Rester belle derrière les barreaux

Dans le milieu carcéral, peu de place est accordée à la féminité. Alors pour prendre soin d’elles et retrouver un semblant d’humanité, les détendues regorgent d’ingéniosité. Jusqu’à ce que leur système D inspire TikTok.

Mugshot de JT, ancienne membre du groupe de rap City Girls

Condamnée pour fraude à la carte de crédit puis libérée en 2019, JT, ancien membre du groupe de rap City Girls, l’avoue dans un entretien accordé à The Cut : la prison a changé son rapport à la beauté. Elle y a notamment appris l’importance de laver son visage à l’eau froide grâce à ses codétenues qui “connaissaient toutes les petites astuces” en matière de skin care, mais aussi à détourner des objets du quotidien. “En étant enfermée, la beauté était essentielle.

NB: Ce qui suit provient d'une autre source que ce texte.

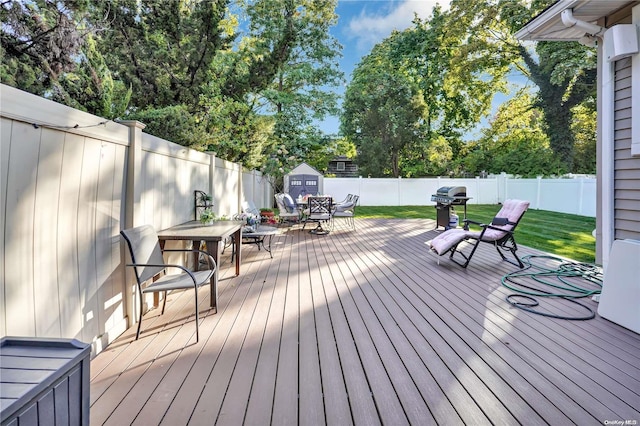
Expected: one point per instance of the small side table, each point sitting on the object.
(258, 237)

J’utilisais des m&ms si je le pouvais, pour mettre de la couleur sur mes lèvres, ou les coussinets des écouteurs pour en faire des pinceaux”, raconte-t-elle lors d’un “chit chat makeup” filmée par le média américain.

Si elle bénéficie d’une popularité certaine due à sa musique, la rappeuse met surtout en avant un sujet d’importance capitale : comment renouer avec la féminité et plus largement, l’humanité, lorsque l’on est incarcérée ?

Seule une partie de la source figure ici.